At 25, Hankin "is the leading [Jewish] storyteller of her generation," says Howard Schwartz, an eminent Jewish folklorist, author, storyteller and professor of English at the University of Missouri-St. Louis. "She's extraordinarily talented and she's made her mark in a very short time."

Schwartz adds that "the secret of a good storyteller is not to tell the story literally but to ingest it and present it by adding his or her own human element. Vered is very good at this. She really makes the stories her own." In telling stories about Isael and the environment for the Jewish National Fund, Hankin's "performances were always well received," observes Rabbi Arnold Samlan, director of synagogue relations for the JNF. "Vered is someone who possesses a tremendous Jewish background and brings an incredible amount of energy and intensity to her performances."

Sipping herbal tea in an Upper West Side café, Hankin initially appears to be a typically vivacious twenty-something who recently hit the Big Apple throbbing with theatrical ambitions. But then she starts talking about the some 70 witches, wise men, demons, clowns and treasure-seekers that live in her head. King Solomon lives there too, I the midst of teaching his servant a lesson in humility, and so does a man who thinks he's a rooster.

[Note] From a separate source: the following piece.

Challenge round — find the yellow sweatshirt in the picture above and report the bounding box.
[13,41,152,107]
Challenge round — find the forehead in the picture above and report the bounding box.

No, Hankin isn't crazy. "it just feels natural to go into these different characters," she explains. "They're just there and I'm aware of them, maybe more than most people. As a kid, I used to fool my younger sister. I would tell her I was no longer me but these different characters from fairy land."

Hankin will read through hundreds of stories before adding one to her repertoire. She also tends to eschew biblical stories and opts for more obscure tales, be they from Schwartz's anthologies or the stories of Rabbi Shlom Carlebach and Rebbe Nachman of Bretslav. "People don't know that Jewish folklore has clowns witches and demons who can be funny and sarcastic," she says.

Hankin rises from her chair to demonstrate. At first, she's simply herself, talking about her childhood and the monsters that swarmed in the darkness as she lay on the verge of sleep. Then, she suddenly launches into a whimsical tale about a hidden fortune and proceeds to mutate into a very stubborn man, his even more stubborn dead mother, a calculating yet lovable witch and a not-too-swift demon. Each character has its own set of accents, facial expressions and movements and Hankin's audience of one feels transported back to kindergarten, sitting mesmerized on the floor during story hour.

When Hankin becomes herself again, she senses there's no need to prove that adults can love a told story as much as a child. "Stories are powerful for everyone…as long as they're truthful," she observes. "I only pick stories that hit me in the heart. If a story doesn't affect me that way, then I can't tell it. Only when I'm affected by a story do I bring to it a level of truth."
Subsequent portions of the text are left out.